The sale by 1818 Auctioneers includes two original prints, stamped “Vickers Armstrong”, which show the electrics and motor of the Windermere Steamer, Teal.

They are expected to make between £150 and £200 despite their worn condition.

Valuer David Brookes, from 1818 Auctioneers, said: “The Teal was built by Vickers, transported in sections by rail and then reassembled at Lakeside.

“Records tell us she was launched on July 4 in 1936 and 20 years later Queen Elizabeth II and Prince Philip were passengers.

“In July 2013 the Queen was back on board for a second time.”

The sale also includes a late 18th century oak longcase grandfather clock by William Shephard of Millom, who was also a blacksmith and a farmer.

Records show that he and his wife had 10 children and that one became a clockmaker inheriting his father’s tools.

It is possible that father and son made the clock together.

Mr Brookes believes the clock never left the area and he expects it to make between £200 and £300.

The sale also has an original typewritten A4 screenplay for the 1988 film Across the Lake.

The film starred Anthony Hopkins as Donald Campbell on his ill-fated attempt for the water speed record on Coniston Water in 1967.

Mr Brookes says it was given to the vendor by the producer’s assistant while the crew were staying at Bank Ground Farm, Coniston, during filming.

The 98 page script has an estimate of £70 to £100.

Kurt Schwitters is one of the most influential artists of last century and is known for his collage and abstract works but also did some portraits during his time in the Lake District as tokens of friendship.

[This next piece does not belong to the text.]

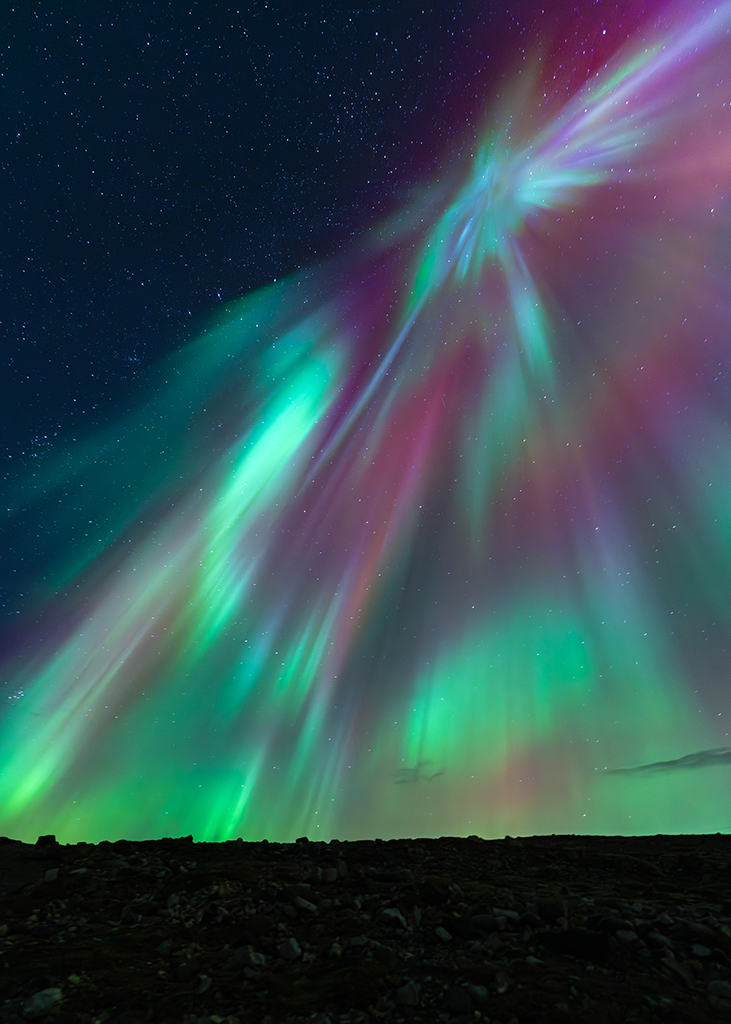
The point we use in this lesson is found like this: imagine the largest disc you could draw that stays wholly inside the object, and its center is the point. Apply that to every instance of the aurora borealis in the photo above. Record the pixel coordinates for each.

Three of them, of Ambleside people George (LOT 47), Christine (LOT 46) and Peter (LOT 45) Woodcock, are each expected to sell for £1,000 to £2,000 in an August 17 sale by Lyon and Turnbull, of Edinburgh.Schwitters, who lived from 1887 to 1948, was forced to flee Germany in 1937 after his work was classed as “forbidden art”.

He came to Britain, was interned during the Second World War and settled in Ambleside in 1945.

The picture of Peter Woodcock, then aged 11, was painted during school half-term in 1945 at the Rothay Hotel, Grasmere. His parent's portraits were painted at Blackpool in 1946. The sale on Wednesday and Thursday, August 9 and 10, by Penrith Farmers’ & Kidd at Skirsgill, Penrith, expects £400 to £600 for an oil painting called Coniston Lake by Clarence Henry Roe, who lived from £400 to £600. (LOT 67)

A sale on August 11 by Dee, Atkinson and Harrison at Driffield, East Yorkshire, has a (LOT 333) watercolour by Sidney Valentine Gardner, of Nottingham, who lived from 1869 to 1967.

It is called In Rayrigg Bay, Windermere, and has an estimate of £60 to £80.